Their gallery exhibit “Arte Latino en la Ciudad” opens tomorrow, May 7. “Ambitions: Teen Art Show” opens June 4, and “Extravaganza Kids Summer Show” opens July 2.
They also offer several performing arts programs, including:
The Phoenix Center Youth Theatre—which helps actors ages 8-18 develop audition, rehearsal and performance skills through plays and musicals.
City Jazz—which helps musicians ages 10-18 to learn, improvise and perform jazz through two 18-piece big bands and combos.
The Phoenix Children’s Chorus—which helps singers in second grade through high school to learn the basic elements of choral singing and performance skills.
Adult classes include glass, metals, photography, painting and drawing, ceramics, special-interest workshops and performing arts (music, dance, theater). The center notes that “resident artists and guest instructors are professionals in their fields.”
Youth classes include visual arts (clay, painting, drawing, ceramics and balloon art), theater (thespian series, improvisation and full-scale productions), music (guitar, piano and voice) and dance (hip hop, salsa and jazz).
During a quick review of their summer schedules I noticed adult classes in printmaking, mat cutting, pottery throwing and belly dance–plus children’s classes in urban dance rhythms, spoken word poetry and voice. (There are dozens more.)
The center’s description of “special interest classes” for youth really caught my eye, noting that offerings “run the gamut from babysitting to juggling and mime.” Seems these bear a remarkable resemblance to some of our more frenzied days on the parenting front.

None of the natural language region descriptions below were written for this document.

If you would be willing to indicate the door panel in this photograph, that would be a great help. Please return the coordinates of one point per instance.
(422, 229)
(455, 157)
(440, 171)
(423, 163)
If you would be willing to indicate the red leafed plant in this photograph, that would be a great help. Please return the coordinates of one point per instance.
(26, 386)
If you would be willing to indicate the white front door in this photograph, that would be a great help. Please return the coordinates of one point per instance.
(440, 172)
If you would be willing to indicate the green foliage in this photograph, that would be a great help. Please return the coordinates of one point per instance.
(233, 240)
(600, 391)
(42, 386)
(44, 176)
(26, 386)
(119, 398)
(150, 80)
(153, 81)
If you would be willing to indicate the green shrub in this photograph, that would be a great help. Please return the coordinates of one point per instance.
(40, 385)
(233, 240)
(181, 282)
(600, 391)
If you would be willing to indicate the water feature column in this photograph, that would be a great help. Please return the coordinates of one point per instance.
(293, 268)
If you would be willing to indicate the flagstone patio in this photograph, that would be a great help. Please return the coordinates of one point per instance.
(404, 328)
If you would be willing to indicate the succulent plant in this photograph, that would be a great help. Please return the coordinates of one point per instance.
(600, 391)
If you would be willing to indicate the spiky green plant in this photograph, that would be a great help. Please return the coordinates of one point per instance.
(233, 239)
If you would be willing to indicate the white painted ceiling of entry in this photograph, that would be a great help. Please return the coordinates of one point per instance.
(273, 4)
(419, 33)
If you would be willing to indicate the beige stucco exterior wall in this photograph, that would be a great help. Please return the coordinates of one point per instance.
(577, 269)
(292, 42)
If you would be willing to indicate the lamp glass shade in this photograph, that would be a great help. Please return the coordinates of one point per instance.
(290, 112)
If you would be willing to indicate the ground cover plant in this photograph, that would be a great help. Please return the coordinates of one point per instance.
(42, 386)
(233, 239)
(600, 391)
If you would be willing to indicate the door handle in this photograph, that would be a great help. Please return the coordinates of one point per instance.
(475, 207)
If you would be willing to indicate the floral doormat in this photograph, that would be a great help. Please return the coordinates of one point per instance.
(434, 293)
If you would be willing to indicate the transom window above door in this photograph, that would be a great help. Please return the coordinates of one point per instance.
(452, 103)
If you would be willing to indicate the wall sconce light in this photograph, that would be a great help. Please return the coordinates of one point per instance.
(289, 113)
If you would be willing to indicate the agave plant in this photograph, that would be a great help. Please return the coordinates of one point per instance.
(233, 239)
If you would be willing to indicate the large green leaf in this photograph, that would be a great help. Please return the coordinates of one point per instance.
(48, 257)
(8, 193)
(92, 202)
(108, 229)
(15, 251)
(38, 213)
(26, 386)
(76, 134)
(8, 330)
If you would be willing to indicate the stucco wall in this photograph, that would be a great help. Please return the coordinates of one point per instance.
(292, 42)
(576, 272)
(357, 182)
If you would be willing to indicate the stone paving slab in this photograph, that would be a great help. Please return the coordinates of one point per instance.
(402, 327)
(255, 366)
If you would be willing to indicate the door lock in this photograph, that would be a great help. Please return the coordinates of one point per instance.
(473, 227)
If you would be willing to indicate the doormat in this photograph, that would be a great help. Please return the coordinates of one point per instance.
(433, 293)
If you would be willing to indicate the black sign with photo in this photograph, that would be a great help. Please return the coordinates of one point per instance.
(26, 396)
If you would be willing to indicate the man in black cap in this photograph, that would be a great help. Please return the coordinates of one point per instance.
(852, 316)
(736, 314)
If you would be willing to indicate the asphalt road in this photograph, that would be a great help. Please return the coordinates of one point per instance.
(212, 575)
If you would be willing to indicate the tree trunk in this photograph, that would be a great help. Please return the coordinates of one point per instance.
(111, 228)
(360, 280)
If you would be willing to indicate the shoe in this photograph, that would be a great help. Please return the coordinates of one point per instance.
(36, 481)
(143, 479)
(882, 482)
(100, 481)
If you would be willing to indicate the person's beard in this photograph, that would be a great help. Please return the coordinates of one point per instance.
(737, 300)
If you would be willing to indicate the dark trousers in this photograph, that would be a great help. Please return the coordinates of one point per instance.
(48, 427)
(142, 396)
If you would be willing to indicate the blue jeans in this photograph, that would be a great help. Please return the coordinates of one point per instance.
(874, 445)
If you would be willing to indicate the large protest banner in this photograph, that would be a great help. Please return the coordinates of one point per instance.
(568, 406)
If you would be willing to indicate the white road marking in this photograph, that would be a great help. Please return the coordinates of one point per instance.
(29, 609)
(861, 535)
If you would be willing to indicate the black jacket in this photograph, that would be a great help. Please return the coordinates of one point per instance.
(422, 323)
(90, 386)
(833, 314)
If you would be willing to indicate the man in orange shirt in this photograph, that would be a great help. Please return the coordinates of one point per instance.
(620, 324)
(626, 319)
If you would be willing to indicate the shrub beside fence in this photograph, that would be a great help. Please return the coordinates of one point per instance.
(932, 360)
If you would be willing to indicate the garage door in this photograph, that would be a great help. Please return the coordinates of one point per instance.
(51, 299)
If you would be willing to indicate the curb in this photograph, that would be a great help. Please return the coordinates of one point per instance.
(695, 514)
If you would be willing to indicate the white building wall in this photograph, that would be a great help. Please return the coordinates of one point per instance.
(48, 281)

The Phoenix Center for Youth also offers “special programs and events” that include a visual arts holiday sale and a visual arts mentorship program (which pairs youth with the center’s resident artists).
I dropped by last night to check it out for myself. The visual art building was abuzz with several adult classes, full of students working their craft and enjoying lively conversations.
Next door in the performing art building I enjoyed the bold and beautiful sounds of a jazz rehearsal (somewhere there’s surely a security camera tape of me whistling and doing some serious toe-tapping).
I watched part of a youth theater rehearsal along with two fellow stage moms sitting on some steps off to one side of the rehearsal space—then checked out the green room bustling with children, staff and parent volunteers readying for opening night of Schoolhouse Rock (read tomorrow’s post for details).
Remember the Phoenix Center for the Arts as you’re making your own summer plans.
Perhaps this should be the year you finally honor that yen for bending metal or fusing glass, join a girlfriend for drawing classes, or challenge your partner to a friendly photography duel.
Of course, it wouldn’t hurt to let the kids take a couple of classes too…
Note: The City of Phoenix offers a rich variety of additional parks and recreation programs, many focusing on arts and culture. Learn more at http://phoenix.gov/parks/. Registration for summer classes opened May 1 and classes can fill quickly, so make haste if you’re eager to get involved. Check with your local city governments as well to see what hidden treasures await in your own lovely habitat.
Coming up: Arts and culture from Valley libraries, Friday preview of weekend events (including dance, film, theater, music and more)
Today’s tidbits: Enjoy contemporary dance performed ala runway fashion show as Scorpius Dance Theatre presents “catwalk” at Phoenix Theatre’s Little Theatre tonight at 7:30pm. Performance features “15 dancers, 8 choreographic works, 5 independent designers and 1 hot urban boutique.” Tickets $25-$30 at 602-254-2151. Info at www.scorpiusdance.com.